Measurement of performance of classification algorithms commonly focuses on discriminative performance (as summarized by ROC curves). The naïve Bayes classifier achieves generally a high discriminative performance [15; 25], but at the same time is not well calibrated [26]. That is, the probabilities are not accurate in estimating the actual risk of malignancy. To overcome this problem we calibrate our classifier according to the method proposed by Zadrozny and Elkan [27]:

During cross validation, each lesion in the training data is assigned a probability of malignancy. We sort the lesions according to these probabilities, and then divide the lesions into ten equally sized subsets (called bins). Each bin consequently has a lower and upper probability threshold. For each bin we calculate how many lesions actually are malignant; bins that comprise low values of the calculated probability have a low cancer yield, bins that comprise higher probabilities have a high cancer yield. The cancer yield in the respective bin is considered the “true” classifier score. This method reduces the degree of detail of the classifier, but also decreases the variance of classifier scores [27]. When new lesions are classified, they are sorted into the bins depending on the probability of malignancy the classifier assigns them. A well calibrated classifier, when applied to new data, will have for each bin an equal predicted probability of malignancy and actual probability of malignancy.

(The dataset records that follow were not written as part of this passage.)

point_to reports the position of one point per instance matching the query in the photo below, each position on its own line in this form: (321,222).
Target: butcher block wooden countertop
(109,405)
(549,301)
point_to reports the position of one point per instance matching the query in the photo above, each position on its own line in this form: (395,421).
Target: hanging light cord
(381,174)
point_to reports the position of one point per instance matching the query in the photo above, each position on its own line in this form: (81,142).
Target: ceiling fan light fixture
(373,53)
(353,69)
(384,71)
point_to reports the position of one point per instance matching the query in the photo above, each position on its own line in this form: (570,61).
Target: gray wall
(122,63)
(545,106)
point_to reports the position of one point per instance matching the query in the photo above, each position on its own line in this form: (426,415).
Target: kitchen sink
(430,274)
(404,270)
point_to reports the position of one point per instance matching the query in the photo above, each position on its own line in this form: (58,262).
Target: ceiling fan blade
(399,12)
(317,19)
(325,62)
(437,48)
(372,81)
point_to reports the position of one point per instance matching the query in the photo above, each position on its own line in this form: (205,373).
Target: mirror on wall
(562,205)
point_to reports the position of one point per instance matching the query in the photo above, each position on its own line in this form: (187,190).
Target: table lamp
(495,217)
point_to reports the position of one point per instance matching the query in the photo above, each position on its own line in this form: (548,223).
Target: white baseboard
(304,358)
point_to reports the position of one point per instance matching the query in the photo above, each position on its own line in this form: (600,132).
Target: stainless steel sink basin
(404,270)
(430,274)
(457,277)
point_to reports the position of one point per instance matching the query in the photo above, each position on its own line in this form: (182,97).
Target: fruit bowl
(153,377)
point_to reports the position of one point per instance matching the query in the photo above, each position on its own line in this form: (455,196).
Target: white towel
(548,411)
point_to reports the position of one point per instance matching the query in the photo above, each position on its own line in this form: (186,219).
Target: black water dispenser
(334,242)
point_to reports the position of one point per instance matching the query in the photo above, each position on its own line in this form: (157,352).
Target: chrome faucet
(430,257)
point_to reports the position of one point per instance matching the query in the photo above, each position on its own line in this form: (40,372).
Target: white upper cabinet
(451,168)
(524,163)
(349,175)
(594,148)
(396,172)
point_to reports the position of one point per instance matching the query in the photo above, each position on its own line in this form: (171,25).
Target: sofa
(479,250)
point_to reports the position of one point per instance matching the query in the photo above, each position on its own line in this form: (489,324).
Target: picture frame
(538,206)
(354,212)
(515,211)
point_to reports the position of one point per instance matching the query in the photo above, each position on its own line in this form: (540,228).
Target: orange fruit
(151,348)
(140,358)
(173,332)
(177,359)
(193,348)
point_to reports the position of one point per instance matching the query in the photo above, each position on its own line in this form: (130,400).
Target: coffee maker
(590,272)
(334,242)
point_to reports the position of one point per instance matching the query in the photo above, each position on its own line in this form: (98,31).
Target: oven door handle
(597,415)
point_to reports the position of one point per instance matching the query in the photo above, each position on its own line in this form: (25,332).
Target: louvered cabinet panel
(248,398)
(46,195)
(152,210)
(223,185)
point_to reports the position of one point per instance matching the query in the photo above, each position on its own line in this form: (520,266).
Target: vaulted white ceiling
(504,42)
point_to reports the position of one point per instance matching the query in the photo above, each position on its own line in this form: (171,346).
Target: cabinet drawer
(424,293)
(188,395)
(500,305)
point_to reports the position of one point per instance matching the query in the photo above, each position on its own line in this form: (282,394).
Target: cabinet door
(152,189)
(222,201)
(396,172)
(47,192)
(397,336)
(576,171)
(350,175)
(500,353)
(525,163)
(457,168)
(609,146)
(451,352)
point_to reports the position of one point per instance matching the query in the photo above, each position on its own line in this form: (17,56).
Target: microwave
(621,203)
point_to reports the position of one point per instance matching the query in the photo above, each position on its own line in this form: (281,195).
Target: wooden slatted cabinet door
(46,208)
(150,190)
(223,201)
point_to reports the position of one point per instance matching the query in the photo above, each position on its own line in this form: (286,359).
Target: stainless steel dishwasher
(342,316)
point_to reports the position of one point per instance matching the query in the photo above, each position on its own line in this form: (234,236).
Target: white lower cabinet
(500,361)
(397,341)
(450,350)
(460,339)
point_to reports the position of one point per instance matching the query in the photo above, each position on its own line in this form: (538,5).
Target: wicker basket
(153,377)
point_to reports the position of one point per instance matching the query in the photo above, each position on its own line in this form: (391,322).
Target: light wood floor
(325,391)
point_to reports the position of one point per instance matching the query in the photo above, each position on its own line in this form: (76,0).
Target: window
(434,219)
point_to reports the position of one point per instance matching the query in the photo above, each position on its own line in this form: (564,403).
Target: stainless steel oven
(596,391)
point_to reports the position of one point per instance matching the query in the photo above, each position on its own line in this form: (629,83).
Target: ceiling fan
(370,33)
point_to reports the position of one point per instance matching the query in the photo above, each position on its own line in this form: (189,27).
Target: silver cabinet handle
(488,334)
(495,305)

We then continue to analyze the cancer yield in the bins created with our calibration step and define diagnostic groups that allow risk stratification in a fashion analogously to the BI-RADS assessment categories. In the BI-RADS lexicon, category 2 denotes a definitely benign lesion (0% risk for malignancy), category 3 denotes a probably benign lesion (<2% risk of malignancy), category 4 denotes lesions with a risk of 2% – 95%, category 5 denotes lesions with a risk >95% of being malignant. To address the central point of our paper, we compare the performance of the validated descriptor model based on these diagnostic groups with the clinical performance.

Results

Classifier performance in the training data

The clinical performance (BI-RADS assessment categories alone) in the training data yields an AUC of 0.909. The 10-fold cross validated descriptor model yields an AUC of 0.910, the 10-fold cross validated inclusive model yields an AUC of 0.959, compare for figure 2. The descriptor model performs similar to the clinical performance (P=0.953), the inclusive model performs superior to the clinical performance (P<0.001) and the descriptor model (P<0.001), compare for figure 3.

Results from 10-fold cross validation of the naïve Bayes classifiers in the training data (n=1276). A) inclusive model, with age, BI-RADS descriptors and BI-RADS assessment categories as predictive variables B) descriptor model, with age and BI-RADS descriptors as predictive variables. Gray lines: cross validation runs, black lines: overall performance. ROC curves from A) and B) differ with P<0.001.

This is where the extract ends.